Written by
Nickolay Shmyrev
on
The First Glance On The Interspeech 2009 Papers
Interspeech 2009 in Brighton is over today. Unfortunately I wasn't able to particiapte for various reasons. Still, it was very interesting to review the list of sessions, abstracts and read some articles
available. The modern activity in speech research is amazing, the number of articles and groups is enormous, in total I counted 459 abstracts with grep. It was enjoying to process them all. Currently I reduced the list to 50% of the original size so still need a few lookups to find something more interesting. A few random thoughts I've got:
Sphinx is mentioned 2 times and HTK only once :), that's a win. Of course many researches use HTK for experiments. So it's more the win in being more open.
A lot of machine learning research. And quite a significant amount of research is dedicated to another target space representation/classifier/cost function adjustments.

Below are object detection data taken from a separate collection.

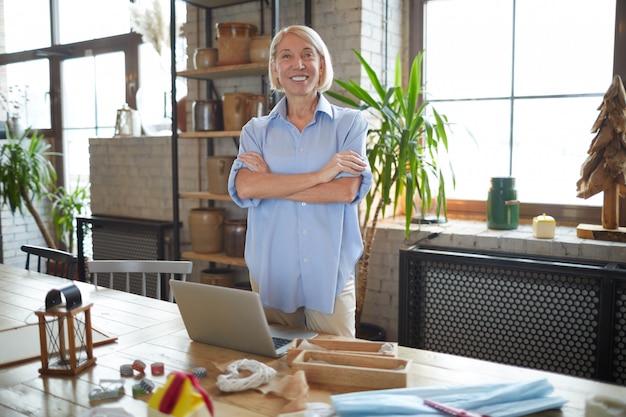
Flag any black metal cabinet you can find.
[398,248,626,385]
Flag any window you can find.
[0,0,186,188]
[423,0,616,206]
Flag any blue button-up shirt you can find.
[228,94,372,314]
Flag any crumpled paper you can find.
[331,379,567,417]
[78,407,133,417]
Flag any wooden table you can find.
[0,264,626,417]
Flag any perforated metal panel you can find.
[93,227,158,298]
[611,282,626,385]
[79,216,177,299]
[398,245,626,383]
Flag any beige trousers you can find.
[250,276,356,337]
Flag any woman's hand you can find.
[319,150,367,182]
[238,152,271,173]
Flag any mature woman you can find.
[229,26,372,337]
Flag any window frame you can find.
[0,31,142,186]
[408,0,626,226]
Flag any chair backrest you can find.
[21,245,78,279]
[87,260,193,301]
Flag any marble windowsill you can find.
[378,217,626,262]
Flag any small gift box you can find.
[148,372,213,417]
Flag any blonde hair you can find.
[269,25,334,93]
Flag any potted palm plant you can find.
[48,180,89,253]
[0,123,57,249]
[327,51,454,333]
[0,125,88,252]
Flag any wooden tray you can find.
[287,339,398,366]
[292,350,411,389]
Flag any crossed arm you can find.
[235,150,367,204]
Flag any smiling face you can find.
[272,33,324,97]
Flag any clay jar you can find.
[224,219,247,258]
[216,22,257,65]
[206,156,237,194]
[189,207,224,253]
[193,48,217,69]
[222,93,265,130]
[250,36,272,64]
[222,93,248,130]
[193,100,224,132]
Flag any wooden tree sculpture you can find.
[577,75,626,241]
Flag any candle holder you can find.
[35,285,96,375]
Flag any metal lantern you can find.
[35,285,96,375]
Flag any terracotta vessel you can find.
[189,208,224,253]
[206,156,237,194]
[216,22,257,65]
[250,36,272,64]
[193,48,217,69]
[224,219,247,258]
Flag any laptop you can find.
[170,280,317,358]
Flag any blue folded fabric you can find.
[331,379,567,417]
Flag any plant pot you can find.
[193,48,217,69]
[200,268,235,287]
[216,22,257,65]
[250,36,272,63]
[206,156,237,194]
[224,219,247,258]
[189,208,224,253]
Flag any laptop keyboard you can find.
[272,336,292,349]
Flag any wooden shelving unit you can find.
[177,62,267,80]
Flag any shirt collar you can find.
[269,93,333,121]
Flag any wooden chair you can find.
[87,260,193,301]
[21,245,78,279]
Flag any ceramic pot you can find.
[242,94,265,119]
[224,219,247,258]
[200,268,235,287]
[250,36,272,64]
[193,48,217,69]
[216,22,257,65]
[189,208,224,253]
[222,93,249,130]
[487,177,519,230]
[206,156,237,194]
[193,100,224,132]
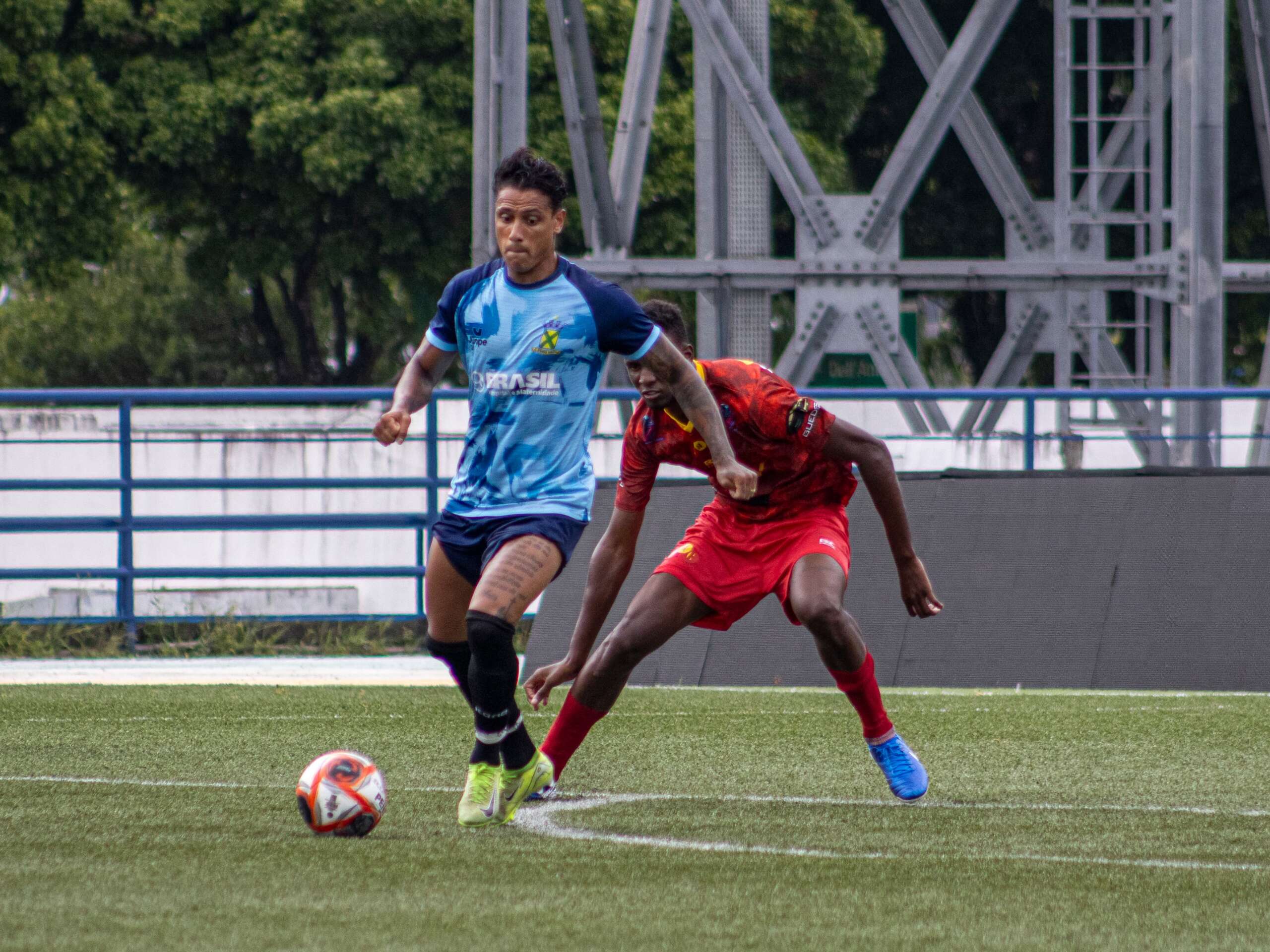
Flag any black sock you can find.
[467,612,535,771]
[423,635,498,766]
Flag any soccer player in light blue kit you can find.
[375,149,757,827]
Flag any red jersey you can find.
[615,360,856,522]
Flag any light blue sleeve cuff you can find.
[622,324,662,360]
[423,327,458,353]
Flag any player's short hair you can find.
[640,297,692,347]
[494,146,569,212]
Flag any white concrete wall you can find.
[0,400,1252,613]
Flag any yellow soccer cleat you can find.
[494,750,555,824]
[458,764,503,827]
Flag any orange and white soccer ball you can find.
[296,750,388,836]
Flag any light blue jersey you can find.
[427,256,662,522]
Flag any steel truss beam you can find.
[856,0,1018,251]
[579,258,1168,295]
[546,0,621,252]
[608,0,672,249]
[471,0,530,264]
[680,0,842,247]
[952,304,1049,437]
[1236,0,1270,466]
[1170,0,1225,466]
[883,0,1054,250]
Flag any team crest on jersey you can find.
[533,317,564,357]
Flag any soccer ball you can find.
[296,750,387,836]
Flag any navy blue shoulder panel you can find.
[564,261,660,360]
[427,258,503,351]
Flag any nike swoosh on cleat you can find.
[480,789,498,818]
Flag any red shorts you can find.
[653,503,851,631]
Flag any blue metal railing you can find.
[0,387,1270,631]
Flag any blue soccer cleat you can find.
[866,734,931,802]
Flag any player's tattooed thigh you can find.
[479,536,559,618]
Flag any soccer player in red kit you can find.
[524,301,944,800]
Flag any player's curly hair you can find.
[640,297,692,347]
[494,146,569,212]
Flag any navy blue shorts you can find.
[432,509,587,587]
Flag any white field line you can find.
[519,793,1270,872]
[10,705,1244,723]
[0,774,1270,816]
[625,684,1270,700]
[7,775,1270,872]
[0,775,1250,872]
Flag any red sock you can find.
[538,688,607,779]
[833,655,894,740]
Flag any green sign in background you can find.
[810,311,917,387]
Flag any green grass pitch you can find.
[0,687,1270,952]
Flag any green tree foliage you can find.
[0,0,883,383]
[0,229,272,387]
[0,0,120,284]
[530,0,883,255]
[92,0,471,383]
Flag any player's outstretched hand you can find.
[375,410,410,447]
[715,460,758,500]
[524,661,578,711]
[899,556,944,618]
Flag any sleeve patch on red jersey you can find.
[785,397,821,437]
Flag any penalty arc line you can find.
[517,793,1270,872]
[0,774,1270,816]
[0,774,1270,872]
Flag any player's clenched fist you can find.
[524,659,579,711]
[715,460,758,499]
[375,410,410,447]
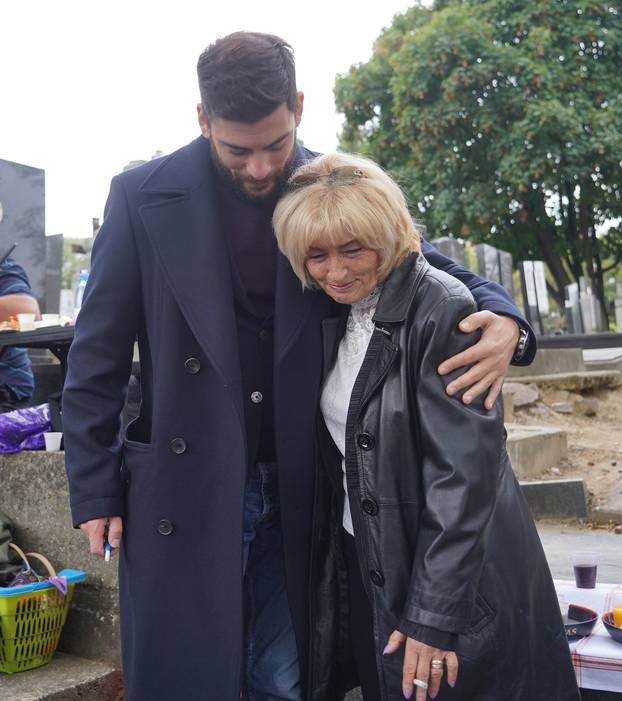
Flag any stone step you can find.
[520,479,587,518]
[511,370,622,392]
[0,652,123,701]
[505,423,568,480]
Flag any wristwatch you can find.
[512,326,529,363]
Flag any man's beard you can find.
[209,139,296,204]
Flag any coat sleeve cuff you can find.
[71,497,125,528]
[498,310,538,366]
[398,618,458,650]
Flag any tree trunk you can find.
[579,184,609,326]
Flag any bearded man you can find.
[63,32,535,701]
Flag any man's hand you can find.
[382,630,458,701]
[438,311,519,409]
[80,516,123,557]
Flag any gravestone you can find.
[41,234,63,314]
[475,243,514,299]
[432,236,466,266]
[0,158,46,307]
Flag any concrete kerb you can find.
[505,423,568,480]
[0,451,121,667]
[0,653,123,701]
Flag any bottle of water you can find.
[73,269,89,319]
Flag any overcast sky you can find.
[0,0,420,236]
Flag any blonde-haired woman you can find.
[273,154,579,701]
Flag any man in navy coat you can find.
[63,33,535,701]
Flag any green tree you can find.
[335,0,622,318]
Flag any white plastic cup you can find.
[43,431,63,453]
[17,313,35,331]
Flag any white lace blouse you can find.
[320,287,380,535]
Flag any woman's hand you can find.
[383,630,458,701]
[438,311,519,409]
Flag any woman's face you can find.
[305,239,380,304]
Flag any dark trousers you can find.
[0,385,28,414]
[342,530,387,701]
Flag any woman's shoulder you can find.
[419,265,475,306]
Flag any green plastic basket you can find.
[0,548,86,674]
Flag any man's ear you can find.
[296,92,305,126]
[197,103,211,139]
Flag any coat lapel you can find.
[139,137,241,384]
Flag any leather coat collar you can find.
[374,253,430,324]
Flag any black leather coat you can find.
[310,255,579,701]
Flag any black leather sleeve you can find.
[403,291,503,644]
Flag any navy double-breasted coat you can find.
[63,137,536,701]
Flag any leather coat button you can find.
[184,358,201,375]
[158,518,173,535]
[356,433,376,450]
[361,499,378,516]
[171,438,187,455]
[369,570,384,587]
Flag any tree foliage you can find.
[335,0,622,314]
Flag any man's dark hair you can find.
[197,32,297,123]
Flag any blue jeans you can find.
[242,463,301,701]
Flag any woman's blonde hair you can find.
[272,153,421,287]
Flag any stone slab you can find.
[520,479,587,518]
[508,348,587,380]
[505,423,568,480]
[512,370,622,392]
[0,451,121,664]
[0,653,123,701]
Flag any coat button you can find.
[158,518,173,535]
[362,499,378,516]
[356,433,376,450]
[184,358,201,375]
[369,570,384,587]
[171,438,187,455]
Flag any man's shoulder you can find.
[114,136,209,191]
[422,265,473,303]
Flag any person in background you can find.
[63,32,535,701]
[0,258,40,412]
[273,154,579,701]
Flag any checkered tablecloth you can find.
[554,579,622,692]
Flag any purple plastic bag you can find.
[0,404,52,453]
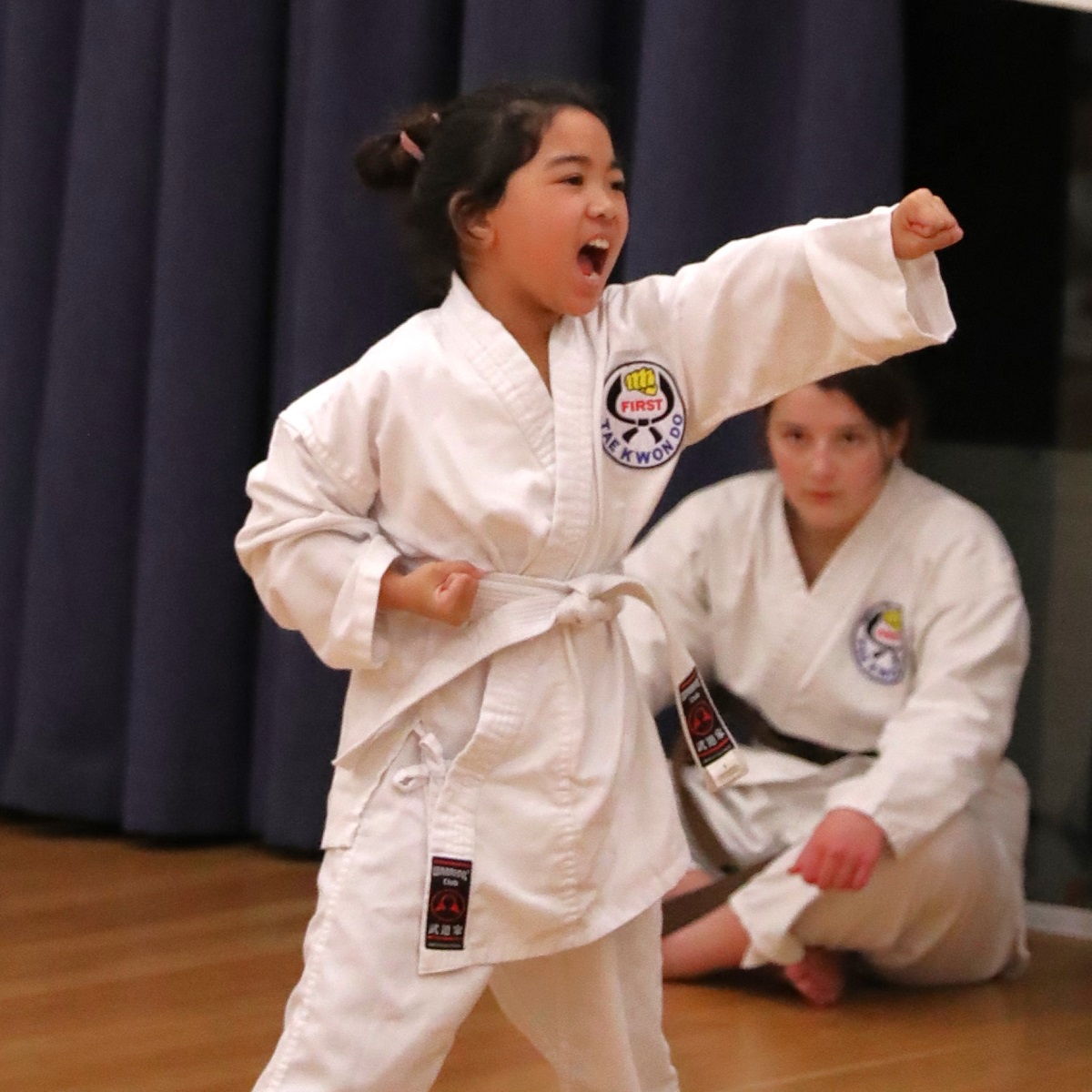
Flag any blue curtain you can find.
[0,0,903,848]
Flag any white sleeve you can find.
[611,207,956,443]
[826,524,1027,854]
[619,486,717,712]
[235,417,399,670]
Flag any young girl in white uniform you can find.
[623,365,1027,1004]
[237,80,961,1092]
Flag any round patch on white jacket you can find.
[851,602,906,686]
[601,360,686,470]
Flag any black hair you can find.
[354,83,607,298]
[763,360,922,459]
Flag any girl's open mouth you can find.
[577,239,611,277]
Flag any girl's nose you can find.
[812,443,834,476]
[588,190,618,219]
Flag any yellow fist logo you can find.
[624,368,656,395]
[884,607,902,632]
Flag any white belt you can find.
[335,573,746,790]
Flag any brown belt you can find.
[662,683,875,937]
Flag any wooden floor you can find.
[0,824,1092,1092]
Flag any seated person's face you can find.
[765,383,906,535]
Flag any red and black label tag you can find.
[679,670,735,766]
[425,857,470,951]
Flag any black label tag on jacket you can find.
[425,857,471,951]
[679,671,736,766]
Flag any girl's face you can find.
[466,107,629,326]
[765,383,907,537]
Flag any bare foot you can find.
[782,948,845,1005]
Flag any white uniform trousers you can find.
[730,776,1027,985]
[255,737,678,1092]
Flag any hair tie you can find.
[399,129,425,163]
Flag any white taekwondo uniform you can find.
[622,462,1027,983]
[236,208,954,1090]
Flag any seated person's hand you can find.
[788,808,888,891]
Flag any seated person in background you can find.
[623,365,1027,1005]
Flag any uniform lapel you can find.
[443,277,553,469]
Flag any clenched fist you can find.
[891,189,963,258]
[379,561,485,626]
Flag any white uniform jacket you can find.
[236,208,954,972]
[623,463,1027,869]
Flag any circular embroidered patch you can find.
[601,360,686,470]
[851,602,907,686]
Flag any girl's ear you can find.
[448,191,492,250]
[885,420,910,459]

The first glance didn't show anything interesting here unfortunately. Discriminative training is probably the most recent advance in ASR.
Still enormous amount of the old style phontic research. Is vowel length a feature? How do Zulu people click? Sometimes it's interesting to read though.
Almost all TTS is about HMM for speech synthesis. The quality of audio for TTS is a problem. I've recenly read the good and very detailed good
review by Dr. Zen, even adepts of the approach know that the hybrid of HMM and unit-selection is better.
Suprisingly short section on new methods and paradigms unfortunately.
New trends include emotions, machine speech-to-speech translation, language aquisition. Combination of visual and speech recognition is suprisingly common.
No Russians at all. Well, not strange, Russian speech technology doesn't exist in fact.
The RWTH Aachen University Open Source Speech Recognition System is a terrific news. The source is available, downloaded and ready for investigation.
"Improvements to the LIUM French ASR system based on CMU Sphinx: what helps to significantly reduce the word error rate", no link available yet unfortunately. Should be a very interesting reading. The only problem that arises here is that someone should do the merge. The issue is that source is available but really it's very hard to integrate with the research-oriented system.
I'm also waiting for Blizzard 2009 results that should be presented but still not available.
A Self-Labeling Speech Corpus: Collecting Spoken Words with an Online Educational Game - we wanted that for a long time for Voxforge.
In few next posts I'll probably cover some interesting topics in more detail. If you was at the conference or saw something interesting, comments are appreciated.